Speaker : | Guodong Sun |
INRIA | |
Date: | 08/11/2023 |
Time: | 2:00 pm - 3:00 pm |
Location: | Room 4B01 |
Abstract
Reconfigurable Intelligent Surfaces (RIS) technology are a promising physical-layer candidate for sixth-generation (6G) cellular networks. This paper provides a system-level performance assessment of RIS-assisted multi-input multi-output (MIMO) cellular networks in terms of downlink coverage probability and ergodic rate.
To capture the inherent randomness in the spatial deployments of both Base Stations (BSs) and RISs, we propose a new stochastic geometry model for such systems based on the Matern Cluster Process (MCP). This model consists in randomly distributed RISs around BSs, whose placement is according to a Poisson Point Process (PPP).
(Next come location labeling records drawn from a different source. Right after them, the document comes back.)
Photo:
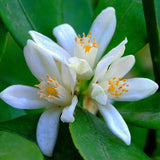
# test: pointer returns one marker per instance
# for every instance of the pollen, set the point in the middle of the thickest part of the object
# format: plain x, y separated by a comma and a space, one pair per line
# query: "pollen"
52, 91
117, 87
86, 43
48, 88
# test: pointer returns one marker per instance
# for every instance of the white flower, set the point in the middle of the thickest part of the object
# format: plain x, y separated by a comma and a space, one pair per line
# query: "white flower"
80, 53
55, 93
108, 84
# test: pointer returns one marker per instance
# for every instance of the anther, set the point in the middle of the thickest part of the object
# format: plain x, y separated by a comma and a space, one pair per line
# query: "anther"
47, 76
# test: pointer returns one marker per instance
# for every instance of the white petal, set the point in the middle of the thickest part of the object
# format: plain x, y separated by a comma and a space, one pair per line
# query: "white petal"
115, 122
40, 62
103, 29
139, 88
65, 35
49, 45
120, 67
67, 113
81, 67
23, 97
68, 78
47, 130
118, 51
101, 68
98, 94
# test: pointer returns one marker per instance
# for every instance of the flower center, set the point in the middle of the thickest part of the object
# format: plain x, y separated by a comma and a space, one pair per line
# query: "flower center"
48, 89
117, 87
85, 42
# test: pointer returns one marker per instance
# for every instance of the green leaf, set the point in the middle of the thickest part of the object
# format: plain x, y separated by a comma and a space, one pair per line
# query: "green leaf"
78, 14
143, 113
14, 147
139, 135
20, 16
25, 126
94, 141
3, 38
130, 23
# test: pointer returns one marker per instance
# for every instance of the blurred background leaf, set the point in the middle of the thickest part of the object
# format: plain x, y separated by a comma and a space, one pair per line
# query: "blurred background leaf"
143, 113
3, 38
15, 147
130, 23
94, 141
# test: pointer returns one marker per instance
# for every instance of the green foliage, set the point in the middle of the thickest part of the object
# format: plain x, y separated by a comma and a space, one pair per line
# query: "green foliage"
143, 113
94, 141
130, 23
90, 135
3, 39
14, 147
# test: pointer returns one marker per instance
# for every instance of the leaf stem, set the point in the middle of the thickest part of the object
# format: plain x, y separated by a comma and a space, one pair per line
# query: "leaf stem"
153, 35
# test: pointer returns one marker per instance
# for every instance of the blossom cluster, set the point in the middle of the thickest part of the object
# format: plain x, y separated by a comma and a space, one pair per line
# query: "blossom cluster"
73, 66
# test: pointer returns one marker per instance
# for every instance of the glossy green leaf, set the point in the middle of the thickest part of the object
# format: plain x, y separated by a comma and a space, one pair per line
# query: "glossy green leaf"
143, 113
15, 147
130, 23
94, 141
3, 38
78, 14
20, 16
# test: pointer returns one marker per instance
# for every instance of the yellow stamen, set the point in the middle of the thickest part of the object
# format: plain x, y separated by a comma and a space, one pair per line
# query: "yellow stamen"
116, 87
52, 91
87, 48
111, 88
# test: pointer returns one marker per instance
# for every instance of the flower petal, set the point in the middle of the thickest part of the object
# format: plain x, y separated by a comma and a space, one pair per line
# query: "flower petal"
81, 67
47, 130
139, 88
120, 67
65, 35
98, 94
68, 77
40, 62
115, 122
103, 29
118, 51
67, 113
46, 43
23, 97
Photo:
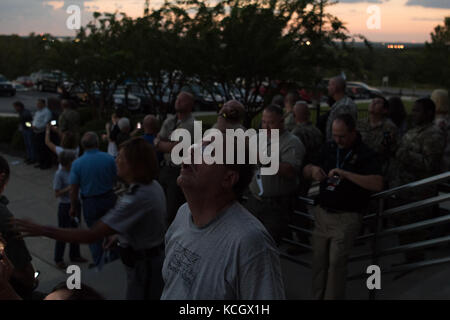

The RISs provide the multipath diversity and the multiple antenna receiver provide the antenna diversity.
The system is assumed to use the orthogonal frequency division multiplexing (OFDM) technique to modulate the former and employ the maximal ratio combining (MRC) technique at the receiver to exploit the latter. We show that the coverage probability and the ergodic rate can be evaluated when considering RISs operate as batched powerless beamformers.
The resulting analytical expressions provide a generic methodology to evaluate the impact of key RIS-related parameters, such as the size of RIS and the density of nodes, on system level performance. Numerical evaluations of the analytical expressions and Monte-Carlo simulations jointly validate the proposed analytical approach and provide valuable insights into the design of future RIS-assisted radio cellular networks.